La charte précédente avait été légèrement complétée par une circulaire en 2010, qui permettait, tant bien que mal, de greffer les différents intitulés territoriaux au drapeau tricolore dans un système de cartouches en tous genres. C’est dans doute de cette façon qu’est apparue la fragmentation de l’identité de l’État, partagée entre action locale et nationale, sans liaison et cohérence visible.

Lors du grand débat national, les Français ont massivement pointé du doigt la complexité de l’organisation administrative et la difficulté de comprendre ce que le gouvernement, et l’État dans son ensemble, faisaient pour eux au quotidien, écrit le premier ministre. C’est pourquoi […] j’ai demandé une nouvelle stratégie de marque pour l’État.

Édouard Philippe, Premier Ministre, dans une circulaire du 17 février 2020.

Le projet

L’objectif est sans détour, de clarifier les prises de parole de l’État en réaffirmant les emblèmes de la République et en restructurant le ‘bloc-marque’. Celui-ci conserve ses éléments clés. Ainsi on retrouve un bloc Marianne dont la silhouette évolue pour « mieux faire ressortir son profil ». Elle apparaît plus petite, mais montre désormais ses épaules. Suit mention de l’entité qui prend ma parole, en caractère «Marianne» (spécialement créée pour les institutions de État). Enfin, la devise de la République Française, re-dessinée à la main et inspirée des premiers caractères d’imprimerie française.

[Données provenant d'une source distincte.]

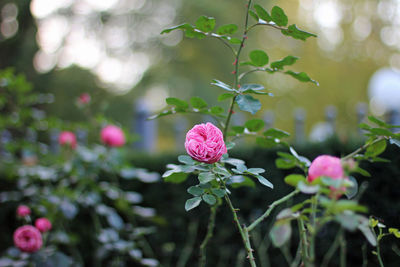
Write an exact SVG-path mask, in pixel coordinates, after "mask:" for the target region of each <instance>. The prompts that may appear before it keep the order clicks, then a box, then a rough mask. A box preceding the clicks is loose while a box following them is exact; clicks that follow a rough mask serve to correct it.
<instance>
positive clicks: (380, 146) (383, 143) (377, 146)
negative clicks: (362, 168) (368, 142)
mask: <svg viewBox="0 0 400 267" xmlns="http://www.w3.org/2000/svg"><path fill="white" fill-rule="evenodd" d="M385 149H386V140H385V139H382V140H380V141H378V142H376V143H374V144H372V145H371V146H369V147H368V148H367V151H366V152H365V156H367V157H376V156H378V155H380V154H381V153H383V152H384V151H385Z"/></svg>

Côté construction, l’ensemble bascule au format vertical et ferré à gauche, un format pensé pour les nouveaux usages mobiles et digitaux. D’ailleurs, la charte inclut des règles pour l’utilisation des symboles sur les réseaux sociaux, comme la Marianne obligatoire en photo de profil. Le système graphique est ingénieux et permet l’endossement avec d’autres institutions, ce qui permet de garder un ensemble clair de signes sur les supports. Ainsi, c’est près de 500 organes qui vont arborer le logo « République française » aux côtés de leurs propres identités.

La charte complète est disponible sur le site web du gouvernement.